Re: [HTCondor-users] multi-gpu-nodes limit access per slot



Hi Christoph and Todd,

On 12/10/2019 10:52 AM, Beyer, Christoph wrote:
Hi,

I do have one 4 gpu node and wonder if there is a way to limit the usage on slot base, for ex 4 slots that just see & access each a single GPU. Are cgroups the way to do so and if yes how is it configured ?


Maybe on this node just configure HTCondor with four static slots, each
with one GPU and some amount of CPU/RAM?  If you need partitionable
slots for some reason (e.g. RAM), you could edit your START expression
to say only jobs requesting 0 or 1 GPUs will be matched....

We did some tests here on 2 sockets/2 GPUs nodes.
We used this static slots solutions to get a correct CPU/GPU affinity (to limit undue latencies). I suppose you may limit resources as well? For example:

# Create specific slots to enforce CPU/GPU affinity
# This conf DOES NOT suit MPI multi-nodes jobs
SLOT_TYPE_1 = cpus=2, gpus=1
SLOT_TYPE_1_PARTITIONABLE = True
NUM_SLOTS_TYPE_1 = 2
# GPUs will always be assigned to the partitionable slots in order
ENFORCE_CPU_AFFINITY: True
SLOT1_CPU_AFFINITY: 0,2 # etc...
SLOT2_CPU_AFFINITY: 1,3


As for restricting access to the GPUs, HTCondor will set
CUDA_VISIBLE_DEVICES environment variable (and the OpenCL equal) to
point to the GPU provisioned to that slot. This environment variable is
honored by low-level CUDA libraries.   Are you worried about GPU codes
that purposefully ignore or clear this environment variable?
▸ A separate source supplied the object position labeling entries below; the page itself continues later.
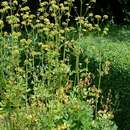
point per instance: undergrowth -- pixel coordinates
(40, 88)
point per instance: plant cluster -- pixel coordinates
(36, 90)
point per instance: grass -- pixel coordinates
(45, 83)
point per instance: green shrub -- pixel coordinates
(117, 54)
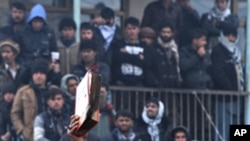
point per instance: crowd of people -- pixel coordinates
(171, 48)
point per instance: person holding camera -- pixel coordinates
(195, 62)
(36, 40)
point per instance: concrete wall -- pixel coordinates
(4, 6)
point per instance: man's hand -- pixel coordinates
(98, 21)
(74, 122)
(201, 51)
(123, 50)
(5, 137)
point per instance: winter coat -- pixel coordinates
(195, 70)
(213, 25)
(5, 120)
(141, 128)
(19, 80)
(99, 68)
(48, 124)
(171, 136)
(223, 71)
(36, 44)
(155, 14)
(68, 56)
(54, 78)
(161, 71)
(192, 20)
(106, 55)
(29, 101)
(127, 68)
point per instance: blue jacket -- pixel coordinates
(37, 11)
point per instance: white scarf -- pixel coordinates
(108, 34)
(221, 15)
(236, 58)
(153, 129)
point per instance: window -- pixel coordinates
(51, 5)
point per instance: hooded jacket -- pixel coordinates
(69, 98)
(142, 127)
(36, 44)
(171, 136)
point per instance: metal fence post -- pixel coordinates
(247, 108)
(77, 17)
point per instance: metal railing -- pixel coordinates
(207, 114)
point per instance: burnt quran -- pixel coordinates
(87, 101)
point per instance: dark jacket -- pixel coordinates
(50, 125)
(161, 70)
(171, 136)
(141, 128)
(107, 54)
(90, 137)
(5, 120)
(127, 68)
(213, 25)
(114, 137)
(155, 13)
(223, 71)
(22, 76)
(195, 70)
(36, 44)
(191, 19)
(99, 68)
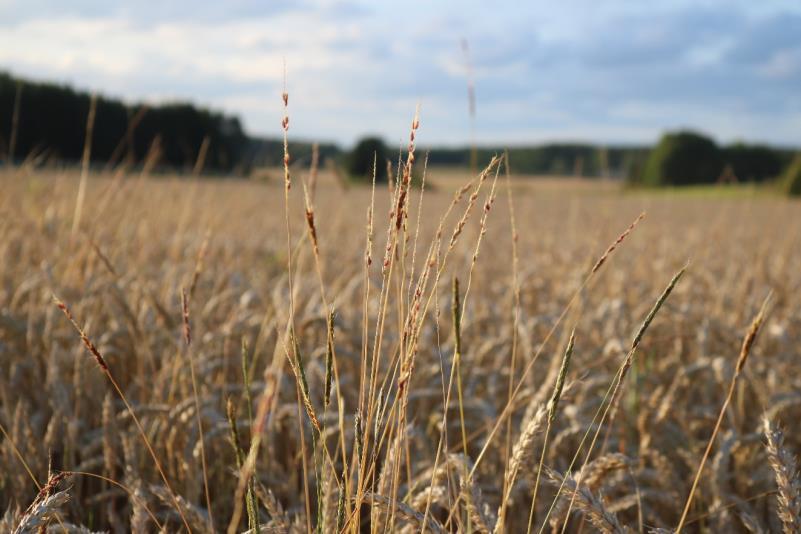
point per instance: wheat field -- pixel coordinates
(244, 372)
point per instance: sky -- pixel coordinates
(610, 71)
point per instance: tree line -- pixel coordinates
(48, 121)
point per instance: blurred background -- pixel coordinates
(581, 88)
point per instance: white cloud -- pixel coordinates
(615, 70)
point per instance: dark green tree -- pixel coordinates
(791, 182)
(753, 163)
(368, 151)
(683, 158)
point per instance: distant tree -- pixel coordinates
(361, 159)
(791, 182)
(683, 158)
(753, 163)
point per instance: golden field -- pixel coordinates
(413, 435)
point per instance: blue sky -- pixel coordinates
(615, 71)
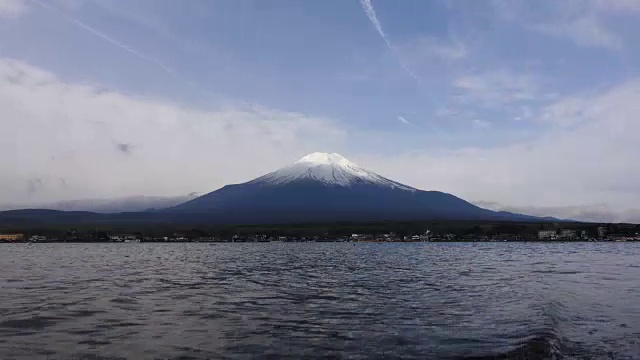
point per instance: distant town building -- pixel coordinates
(602, 232)
(547, 235)
(11, 237)
(568, 234)
(36, 238)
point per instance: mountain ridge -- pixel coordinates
(319, 187)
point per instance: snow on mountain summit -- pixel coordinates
(330, 169)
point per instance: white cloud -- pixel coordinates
(12, 8)
(481, 124)
(593, 161)
(404, 121)
(425, 49)
(371, 14)
(586, 31)
(497, 88)
(62, 141)
(585, 22)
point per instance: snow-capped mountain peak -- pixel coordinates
(330, 169)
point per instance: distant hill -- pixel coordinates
(319, 187)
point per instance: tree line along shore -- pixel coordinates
(345, 231)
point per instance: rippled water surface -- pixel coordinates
(324, 300)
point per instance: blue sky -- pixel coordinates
(422, 91)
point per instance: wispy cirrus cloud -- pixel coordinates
(103, 36)
(371, 14)
(12, 8)
(403, 120)
(84, 127)
(588, 23)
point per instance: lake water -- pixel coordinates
(320, 300)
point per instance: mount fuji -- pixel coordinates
(328, 187)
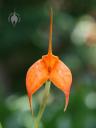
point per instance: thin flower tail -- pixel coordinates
(50, 32)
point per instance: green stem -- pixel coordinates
(43, 105)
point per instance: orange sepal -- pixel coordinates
(62, 78)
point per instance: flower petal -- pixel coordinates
(62, 78)
(36, 76)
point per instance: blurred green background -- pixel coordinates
(74, 41)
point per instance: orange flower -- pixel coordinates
(49, 67)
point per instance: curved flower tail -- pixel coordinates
(31, 105)
(66, 101)
(50, 32)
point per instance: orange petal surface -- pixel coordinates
(36, 76)
(62, 78)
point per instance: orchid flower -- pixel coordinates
(49, 67)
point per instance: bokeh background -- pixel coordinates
(74, 41)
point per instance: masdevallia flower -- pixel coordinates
(49, 67)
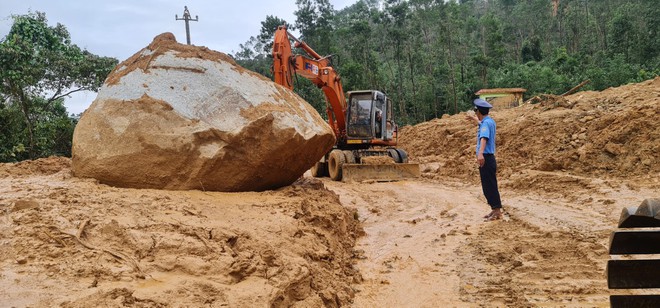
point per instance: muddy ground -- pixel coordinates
(566, 168)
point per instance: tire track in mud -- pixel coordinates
(518, 264)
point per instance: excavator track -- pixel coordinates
(379, 173)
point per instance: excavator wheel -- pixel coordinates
(336, 160)
(319, 170)
(403, 155)
(350, 158)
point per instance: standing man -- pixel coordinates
(486, 157)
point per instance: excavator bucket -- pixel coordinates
(379, 173)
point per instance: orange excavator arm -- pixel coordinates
(317, 69)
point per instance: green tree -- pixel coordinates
(39, 67)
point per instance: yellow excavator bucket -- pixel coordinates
(379, 173)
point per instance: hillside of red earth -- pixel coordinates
(566, 167)
(609, 134)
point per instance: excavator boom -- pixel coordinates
(369, 133)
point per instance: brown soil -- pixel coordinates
(75, 243)
(566, 170)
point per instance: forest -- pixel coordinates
(428, 56)
(431, 56)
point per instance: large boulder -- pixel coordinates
(175, 116)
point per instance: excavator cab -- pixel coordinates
(369, 115)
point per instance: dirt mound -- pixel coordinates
(72, 242)
(175, 116)
(613, 133)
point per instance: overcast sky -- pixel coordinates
(120, 28)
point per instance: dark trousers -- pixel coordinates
(489, 181)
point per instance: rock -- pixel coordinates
(179, 117)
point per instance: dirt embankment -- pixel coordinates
(75, 243)
(608, 134)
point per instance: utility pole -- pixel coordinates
(186, 18)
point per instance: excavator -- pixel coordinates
(362, 121)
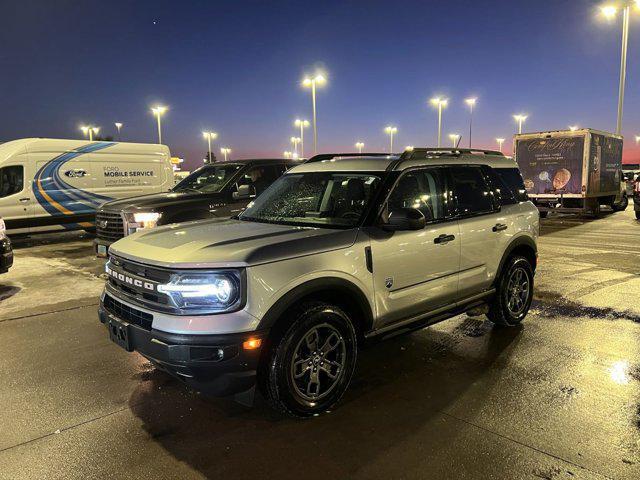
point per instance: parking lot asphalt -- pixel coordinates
(558, 397)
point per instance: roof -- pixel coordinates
(377, 162)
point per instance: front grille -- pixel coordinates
(109, 225)
(127, 313)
We were worried about this here. One solution we imagined would be to let /dev/nvidia[0-X] be writable only by their owner (root), and use a wrapper when a job begins to change the ownership (via a dedicated script launched with sudo). This is a nice solution from a user point of view, because you can only see what you've been attributed like if you were alone on your node, regardless of the env.

However, it seems to me that cgroups to manage /dev/nvidia[0-X] devices would be really neat.



--
Regards,

Nicolas Fournials